Shortly thereafter, former Harris County Medical Examiner Joye Carter was asked by the Montgomery County District Attorney’s Office to review Moore’s autopsy report. Carter had been Moore’s supervisor and had agreed with Moore’s original opinion. In a May 10 letter to the district attorney, she wrote, “Upon my review of this case I would not concur with the opinion on the manner of death as a homicide but would reconsider this case as an undetermined manner,” and “If the Harris County Medical Examiner intends to re-rule this case as an undetermined manner of death I would agree with that change.”
Moore, too, was asked by the Montgomery County District Attorney’s Office to review her autopsy report. In a May 13 letter to the district attorney, she stated,
I believe that there are unanswered questions as to why the child died, and I still feel that this is a suspicious death of a young child. Given my review of all the material from the case file and having had more experience in the field of forensic pathology, I now feel that an opinion for a cause and manner of death of undetermined, undetermined is best for this case.
Moore explained that since her original opinion, she has had more experience, and she has reviewed additional information that suggested that the bruises could have resulted from aggressive CPR and other efforts to assist the child. She emphasized that it was significant that aggressive adult-type CPR by untrained persons was performed on Tristen, a 17–month–old child.
This allowed Robbins to file for habeas relief pursuant to Section 11.073 of the Texas Code of Criminal Procedure. Added in 2013, this Section provides in pertinent part as follows:
Art. 11.073. PROCEDURE RELATED TO CERTAIN SCIENTIFIC EVIDENCE.

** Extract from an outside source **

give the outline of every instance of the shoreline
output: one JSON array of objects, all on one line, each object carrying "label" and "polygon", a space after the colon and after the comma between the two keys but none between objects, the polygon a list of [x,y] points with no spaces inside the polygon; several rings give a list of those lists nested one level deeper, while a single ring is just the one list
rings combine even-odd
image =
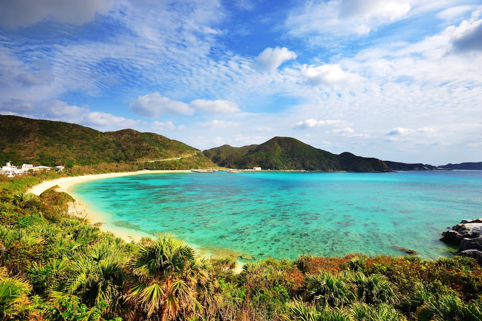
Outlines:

(a) This article applies to relevant scientific evidence that:
(1) was not available to be offered by a convicted person at the convicted person’s trial; or
(2) contradicts scientific evidence relied on by the state at trial.
(b) A court may grant a convicted person relief on an application for a writ of habeas corpus if:
(1) the convicted person files an application, in the manner provided by Article 11.07, 11.071, or 11.072, containing specific facts indicating that:
(A) relevant scientific evidence is currently available and was not available at the time of the convicted person’s trial because the evidence was not ascertainable through the exercise of reasonable diligence by the convicted person before the date of or during the convicted person’s trial; and
(B) the scientific evidence would be admissible under the Texas Rules of Evidence at a trial held on the date of the application; and
(2) the court makes the findings described by Subdivisions (1)(A) and (B) and also finds that, had the scientific evidence been presented at trial, on the preponderance of the evidence the person would not have been convicted.
The Court granted Robbins relief and set aside his conviction under this Section, concluding
on the preponderance of the evidence that, had this evidence been presented at trial, the applicant would not have been convicted. Moore’s original trial testimony was the only evidence presented claiming conclusively that Tristen died as the result of a homicide. The State also emphasized her testimony in its closing statement when arguing to the jury that the applicant caused Tristen’s death. It is hard to imagine any reasonable jury’s returning a conviction when no one can even say confidently that a murder has been committed.